Conséquence logique de cette double compétence (analyse + segmentation) le marketing peut s’appuyer sur la notion d’offre, un territoire familier. Manipulée avec précaution la notion d’offre permet de construire LES expériences clients des membres des organisations B to B comme autant de composantes de l’offre globale faite à ce client. L’entreprise lui / leur apporte un produit ou un service, mais aussi tout son environnement, on lui en facilite l’usage, on cherche à en réduire le coût (monétaire ou autre) de possession, etc.

Le marketing est efficace

Evidemment, la fonction marketing est efficace du fait de sa légitimité et de ses compétences. Les raisons évoquées ci-dessus font qu’une initiative sérieuse d’amélioration de l’expérience client B to B suppose (1) un pilotage marketing pour être acceptée par tous, (2) une approche marketing pour être conduite de manière informée et segmentée.

De plus en B to B comme en B to C, il devient indispensable de savoir penser la relation de manière multicanale et notamment digitale. Sans développer ici toutes les conséquences de ce phénomène, il est clair qu’il suppose une approche marketing et qu’une démarche exclusivement commerciale fondée sur une force de vente revient à se couper un bras… Si le CRM pouvait encore être à une époque l’outil des forces de vente, il ne permet plus de gérer réellement la relation multicanale avec tous les utilisateurs (nous y reviendrons bientôt).

Il nous semble en somme chez Why Consulting que le prisme de l’expérience client est extrêmement fécond et pertinent en B to B.  Parce qu’il est facile à comprendre et à faire comprendre il peut devenir un levier important de transformation des organisations et d’amélioration de la rentabilité.
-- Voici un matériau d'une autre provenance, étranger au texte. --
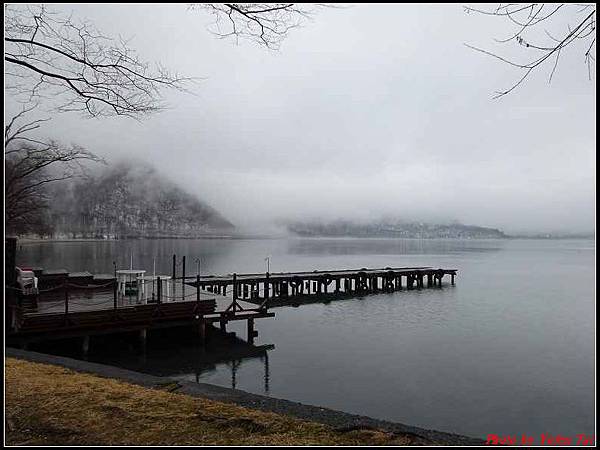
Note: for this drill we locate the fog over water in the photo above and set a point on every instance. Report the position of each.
(365, 111)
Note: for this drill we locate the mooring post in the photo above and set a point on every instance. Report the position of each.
(85, 345)
(183, 279)
(198, 288)
(234, 281)
(202, 330)
(115, 295)
(251, 333)
(66, 300)
(158, 290)
(266, 293)
(143, 336)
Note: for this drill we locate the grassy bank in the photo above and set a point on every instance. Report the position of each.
(48, 405)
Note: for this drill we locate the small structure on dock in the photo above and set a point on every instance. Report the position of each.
(130, 282)
(155, 288)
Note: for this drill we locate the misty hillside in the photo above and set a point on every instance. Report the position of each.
(127, 200)
(393, 229)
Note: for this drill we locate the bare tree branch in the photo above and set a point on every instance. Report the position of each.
(580, 23)
(265, 23)
(48, 54)
(30, 165)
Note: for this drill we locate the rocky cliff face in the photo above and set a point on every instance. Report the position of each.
(129, 200)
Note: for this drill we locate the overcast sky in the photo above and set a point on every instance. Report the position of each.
(365, 111)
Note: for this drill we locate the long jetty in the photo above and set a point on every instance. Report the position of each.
(287, 287)
(81, 304)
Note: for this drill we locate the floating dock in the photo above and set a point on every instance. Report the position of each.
(276, 289)
(81, 304)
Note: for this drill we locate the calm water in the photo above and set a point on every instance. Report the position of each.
(509, 349)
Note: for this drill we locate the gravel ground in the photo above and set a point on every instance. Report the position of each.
(337, 419)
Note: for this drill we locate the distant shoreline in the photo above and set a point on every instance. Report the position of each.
(29, 240)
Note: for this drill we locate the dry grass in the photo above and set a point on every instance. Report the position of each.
(51, 405)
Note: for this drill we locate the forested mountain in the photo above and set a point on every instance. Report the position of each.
(128, 200)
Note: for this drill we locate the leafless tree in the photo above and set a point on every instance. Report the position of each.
(48, 53)
(265, 23)
(543, 31)
(30, 165)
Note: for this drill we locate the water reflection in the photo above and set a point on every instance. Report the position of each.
(175, 353)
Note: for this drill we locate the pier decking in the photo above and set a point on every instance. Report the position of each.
(81, 304)
(285, 288)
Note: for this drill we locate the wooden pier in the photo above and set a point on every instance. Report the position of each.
(275, 289)
(81, 304)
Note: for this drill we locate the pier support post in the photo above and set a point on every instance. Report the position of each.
(251, 332)
(202, 330)
(85, 345)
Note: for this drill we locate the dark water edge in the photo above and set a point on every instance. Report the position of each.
(510, 349)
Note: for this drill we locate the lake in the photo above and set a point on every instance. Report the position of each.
(509, 350)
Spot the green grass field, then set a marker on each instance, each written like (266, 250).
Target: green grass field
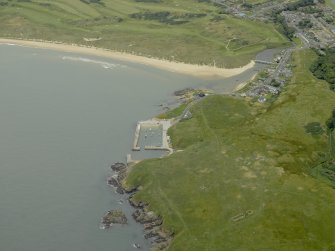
(188, 31)
(243, 158)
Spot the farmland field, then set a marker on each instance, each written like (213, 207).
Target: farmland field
(187, 31)
(243, 180)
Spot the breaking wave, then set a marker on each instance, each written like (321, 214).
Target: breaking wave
(103, 64)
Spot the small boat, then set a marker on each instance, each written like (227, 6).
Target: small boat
(135, 245)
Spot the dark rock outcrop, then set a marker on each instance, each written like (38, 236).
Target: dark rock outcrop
(113, 217)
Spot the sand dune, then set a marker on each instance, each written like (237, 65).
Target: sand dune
(203, 71)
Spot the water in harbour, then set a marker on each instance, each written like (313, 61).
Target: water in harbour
(64, 119)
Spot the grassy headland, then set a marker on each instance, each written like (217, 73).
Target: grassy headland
(243, 180)
(188, 31)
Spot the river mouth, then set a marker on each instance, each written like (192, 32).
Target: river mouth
(64, 121)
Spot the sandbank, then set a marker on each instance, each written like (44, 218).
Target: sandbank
(203, 71)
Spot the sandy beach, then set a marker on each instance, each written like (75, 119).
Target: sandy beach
(202, 71)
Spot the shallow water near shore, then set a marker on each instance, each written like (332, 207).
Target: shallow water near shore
(63, 122)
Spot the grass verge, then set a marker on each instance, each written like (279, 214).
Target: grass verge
(242, 180)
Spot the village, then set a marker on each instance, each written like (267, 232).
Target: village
(307, 23)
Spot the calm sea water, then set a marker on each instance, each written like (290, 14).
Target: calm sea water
(63, 120)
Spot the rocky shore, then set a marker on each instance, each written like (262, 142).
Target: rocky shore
(113, 217)
(152, 223)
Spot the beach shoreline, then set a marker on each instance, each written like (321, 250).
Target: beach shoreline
(201, 71)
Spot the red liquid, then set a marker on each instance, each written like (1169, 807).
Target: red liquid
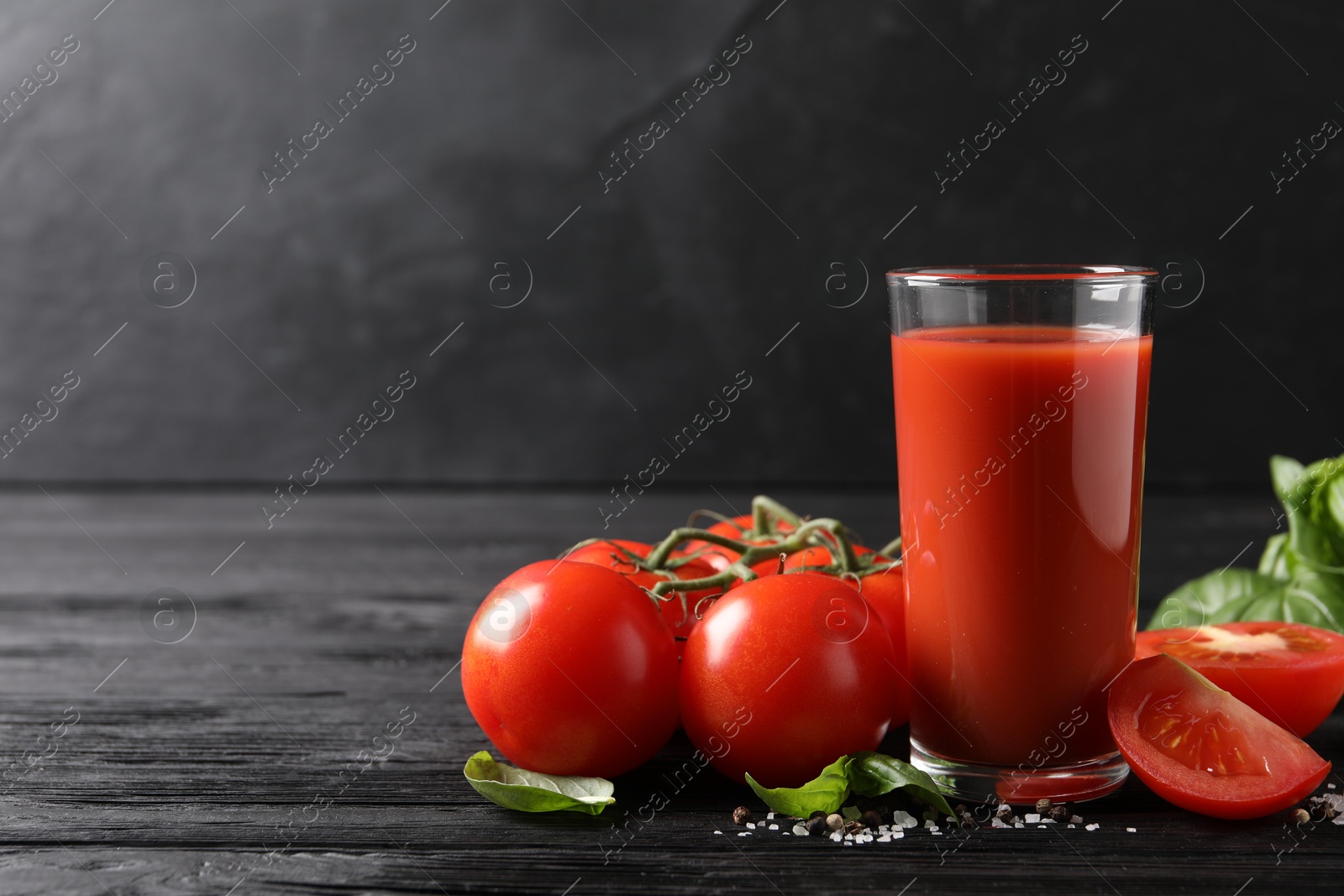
(1021, 466)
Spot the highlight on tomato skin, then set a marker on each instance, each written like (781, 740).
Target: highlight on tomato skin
(1290, 673)
(1200, 748)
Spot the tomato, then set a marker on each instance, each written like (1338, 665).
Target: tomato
(1288, 672)
(784, 676)
(738, 528)
(676, 611)
(885, 593)
(1202, 748)
(569, 669)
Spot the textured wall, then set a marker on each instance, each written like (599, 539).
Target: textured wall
(481, 161)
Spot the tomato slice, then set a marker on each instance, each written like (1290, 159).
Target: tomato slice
(1288, 672)
(1202, 748)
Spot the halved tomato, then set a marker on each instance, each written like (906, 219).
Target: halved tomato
(1288, 672)
(1202, 748)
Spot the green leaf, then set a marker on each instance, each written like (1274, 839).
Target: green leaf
(534, 792)
(824, 793)
(1274, 560)
(1284, 472)
(873, 774)
(1240, 595)
(1218, 597)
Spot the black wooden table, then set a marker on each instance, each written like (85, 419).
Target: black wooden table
(213, 765)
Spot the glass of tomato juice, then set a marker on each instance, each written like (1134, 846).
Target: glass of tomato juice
(1021, 401)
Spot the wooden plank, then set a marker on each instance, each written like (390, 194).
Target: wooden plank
(188, 761)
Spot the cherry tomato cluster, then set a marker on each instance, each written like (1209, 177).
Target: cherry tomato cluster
(776, 641)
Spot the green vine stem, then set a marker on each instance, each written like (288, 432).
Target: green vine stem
(765, 511)
(891, 548)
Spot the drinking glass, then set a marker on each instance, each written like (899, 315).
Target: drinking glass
(1021, 401)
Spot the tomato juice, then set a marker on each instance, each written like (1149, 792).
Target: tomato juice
(1021, 459)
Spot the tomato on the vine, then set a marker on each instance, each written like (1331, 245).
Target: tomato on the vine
(1202, 748)
(569, 669)
(784, 674)
(1288, 672)
(678, 607)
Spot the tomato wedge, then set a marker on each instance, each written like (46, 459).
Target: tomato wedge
(1288, 672)
(1202, 748)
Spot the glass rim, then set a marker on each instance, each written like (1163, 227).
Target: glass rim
(992, 273)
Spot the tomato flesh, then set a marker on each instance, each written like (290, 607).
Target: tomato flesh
(1202, 748)
(1290, 673)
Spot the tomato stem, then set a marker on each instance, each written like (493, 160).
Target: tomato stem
(891, 548)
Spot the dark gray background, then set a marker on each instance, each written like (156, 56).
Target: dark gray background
(687, 271)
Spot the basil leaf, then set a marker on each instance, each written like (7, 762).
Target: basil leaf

Mais son apparente simplicité suppose un savoir-faire particulier pour en tirer tous les bénéfices et ces compétences sont généralement détenues par les acteurs de la fonction marketing.  

Construire la gamme d’offre d’une entreprise B to B n’est pas essayer de compiler les offres faites aux clients. Il est d’ailleurs préférable de bannir ce terme et de parler de « réponse » ou de « solution » pour les réponses. Cette gamme d’offre ou plutôt ces gammes d’offres d’expérience client doivent montrer une connaissance fine des besoins des utilisateurs, être cohérentes avec le positionnement  de la marque, et cohérentes au sens du mix marketing. A titre d’exemple il est évident que le bon choix des quantités et des packagings sont – aussi – une question importante d’expérience client : la même colle ne sera pas fournie sous la même forme selon qu’elle sera mise en œuvre par un artisan du BTP ou sur une chaîne de montage…

Les bénéfices d’une approche marketing de l’expérience client

Face à l’exigence de trouver des leviers de différenciation alors que l’offre produit se banalise, l’approche par l’expérience client en B to B permet presque naturellement de raisonner « solution » et non plus produit. Il résulte de cette nouvelle posture mentale si elle est acceptée par des tous des gains significatifs en termes de :

- Fidélisation : les liens tissés à tous les niveaux chez les clients créent des barrières à l’entrée importantes pour des concurrents, alors même que la satisfaction des utilisateurs aide à défendre sa position et à aller vers un véritable partenariat.

- Développement des ventes : à la fois chez ses clients existants en apportant des nouveaux services et en étendant sa couverture des besoins mais aussi en développant des logiques de prescription interne ou externe.

- Amélioration des marges : en apportant des solutions à plus forte valeur ajoutée, mais aussi par la maîtrise des coûts que permet une approche du juste besoin et le développement de gammes d’offres adaptées à chaque segment.